The agency’s funding has decreased 17 percent since fiscal 2010, when adjusted for inflation, the taxpayer advocate noted. Further stretching resources, the IRS had to implement challenging portions of two laws -- the Affordable Care Act and the Foreign Account Tax Compliance Act – without any additional funding, the report said. This made “sharp declines” in taxpayer service “inevitable,” Olson concluded.  

Olson argued for more funding, but also said that the IRS should prioritize its current spending levels differently. The agency is focused too heavily on enforcement for the 2 percent of taxpayers who are delinquent in their obligations, and not enough on serving the 98 percent who are trying to pay the correct amount on time.

“There is a real risk that the inability of taxpayers to obtain assistance from the government, and their consequent frustration, will lead to less voluntary compliance and more enforced compliance,” the report stated.

Another problem, Olson said, is the agency’s emphasis on automating services. “The IRS’ vision of the future rests on a mistaken assumption that it can save dollars and maintain voluntary compliance by automating taxpayer service and issue resolution and getting out of the business of dealing with taxpayers directly in person or by phone,” Olson said.

Taxpayers need to be able to talk to IRS employees to convey their unique circumstances, the report said. “IRS should want to talk with these taxpayers, because each conversation provides an opportunity for it to understand the taxpayer’s facts and circumstances, recognize a situation that presents a different issue, educate the taxpayer about what is required for full compliance and provide full resolution to the taxpayer’s problem.”

The National Treasury Employees Union blamed the IRS’ problems squarely on Congress, calling the customer service declines documented in Olson’s report shocking.

“It is disgraceful that Congress has allowed the level of service to taxpayers to fall so low,” NTEU President Colleen Kelley said in a statement. “These dramatic declines are a direct result of severe cuts to the IRS budget.”

Sen. Chuck Grassley, R-Iowa, also lamented IRS’ poor service record, but used the report as an opportunity to advocate legislation he introduced in June to “hold the IRS accountable to the public.” Grassley’s Taxpayer Bill of Rights Enhancement Act (S. 1578) would increase penalties on IRS employees for unauthorized disclosure of private taxpayer information and crack down on the use of private email for official business. The bill also permits the Treasury Department to provide status updates, and in certain instances requires status updates, regarding investigations into misconduct by IRS employees or certain third parties. It is similar to parts of a bill the House passed in April.

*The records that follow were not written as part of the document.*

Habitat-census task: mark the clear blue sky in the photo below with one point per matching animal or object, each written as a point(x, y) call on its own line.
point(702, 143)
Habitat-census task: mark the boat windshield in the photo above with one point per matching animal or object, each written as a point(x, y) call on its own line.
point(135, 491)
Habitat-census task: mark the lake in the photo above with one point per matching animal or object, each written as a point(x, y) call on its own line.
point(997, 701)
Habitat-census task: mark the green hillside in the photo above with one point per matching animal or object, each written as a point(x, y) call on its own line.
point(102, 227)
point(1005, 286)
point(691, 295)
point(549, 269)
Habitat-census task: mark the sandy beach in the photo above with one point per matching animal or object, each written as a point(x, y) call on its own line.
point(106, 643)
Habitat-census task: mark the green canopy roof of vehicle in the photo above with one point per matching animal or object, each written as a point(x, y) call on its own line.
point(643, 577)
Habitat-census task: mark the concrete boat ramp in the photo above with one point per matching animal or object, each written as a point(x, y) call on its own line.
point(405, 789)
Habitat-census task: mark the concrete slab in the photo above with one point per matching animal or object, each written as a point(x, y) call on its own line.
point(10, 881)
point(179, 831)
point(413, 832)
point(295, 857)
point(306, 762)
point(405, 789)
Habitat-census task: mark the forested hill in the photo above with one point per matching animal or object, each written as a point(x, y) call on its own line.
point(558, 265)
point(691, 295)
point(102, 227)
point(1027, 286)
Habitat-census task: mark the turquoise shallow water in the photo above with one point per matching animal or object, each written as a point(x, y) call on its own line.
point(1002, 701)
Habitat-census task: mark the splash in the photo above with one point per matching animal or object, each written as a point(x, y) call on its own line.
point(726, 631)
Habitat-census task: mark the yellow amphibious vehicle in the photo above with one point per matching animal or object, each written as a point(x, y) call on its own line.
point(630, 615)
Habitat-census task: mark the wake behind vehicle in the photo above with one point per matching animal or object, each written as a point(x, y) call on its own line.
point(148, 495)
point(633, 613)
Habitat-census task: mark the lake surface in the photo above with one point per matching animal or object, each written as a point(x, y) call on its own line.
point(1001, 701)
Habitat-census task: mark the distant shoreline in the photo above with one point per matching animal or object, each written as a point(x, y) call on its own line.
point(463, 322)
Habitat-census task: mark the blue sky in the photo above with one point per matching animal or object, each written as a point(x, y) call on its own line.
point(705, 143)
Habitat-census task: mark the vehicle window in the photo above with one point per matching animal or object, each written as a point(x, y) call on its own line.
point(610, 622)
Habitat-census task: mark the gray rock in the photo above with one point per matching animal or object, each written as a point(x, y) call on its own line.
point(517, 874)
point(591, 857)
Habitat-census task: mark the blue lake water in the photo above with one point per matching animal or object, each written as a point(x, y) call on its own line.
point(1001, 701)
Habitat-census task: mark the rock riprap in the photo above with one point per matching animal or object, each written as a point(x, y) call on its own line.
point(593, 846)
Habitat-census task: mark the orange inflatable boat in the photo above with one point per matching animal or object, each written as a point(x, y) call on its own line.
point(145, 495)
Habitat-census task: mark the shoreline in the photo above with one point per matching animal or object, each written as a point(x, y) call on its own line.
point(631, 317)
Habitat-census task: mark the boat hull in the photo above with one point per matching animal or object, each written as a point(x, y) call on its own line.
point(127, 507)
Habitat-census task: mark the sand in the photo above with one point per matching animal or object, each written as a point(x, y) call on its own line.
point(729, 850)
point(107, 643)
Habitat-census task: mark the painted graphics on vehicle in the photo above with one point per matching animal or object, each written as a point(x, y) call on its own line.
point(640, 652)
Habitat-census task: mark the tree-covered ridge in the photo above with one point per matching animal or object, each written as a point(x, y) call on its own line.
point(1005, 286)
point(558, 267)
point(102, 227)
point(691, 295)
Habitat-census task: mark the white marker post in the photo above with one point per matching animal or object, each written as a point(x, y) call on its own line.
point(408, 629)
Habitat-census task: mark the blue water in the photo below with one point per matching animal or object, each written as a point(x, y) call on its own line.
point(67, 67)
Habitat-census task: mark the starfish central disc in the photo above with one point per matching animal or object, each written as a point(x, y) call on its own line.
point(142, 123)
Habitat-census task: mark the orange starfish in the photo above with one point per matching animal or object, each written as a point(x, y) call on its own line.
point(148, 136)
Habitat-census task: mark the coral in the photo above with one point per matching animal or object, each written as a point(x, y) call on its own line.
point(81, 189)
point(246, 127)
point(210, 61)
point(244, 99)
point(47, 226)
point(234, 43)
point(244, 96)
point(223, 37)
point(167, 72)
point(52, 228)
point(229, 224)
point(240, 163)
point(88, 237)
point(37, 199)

“Clearly, the IRS needs to dial up better service to taxpayers, rather than hanging up on those who have questions filing their returns,” Grassley said in a statement. “The IRS commissioner this spring predicted an ‘abysmal’ level of customer service during this tax filing season, and by that measure, it appears the agency beat those low expectations by a country mile.”

Charles S. Clark contributed to this report.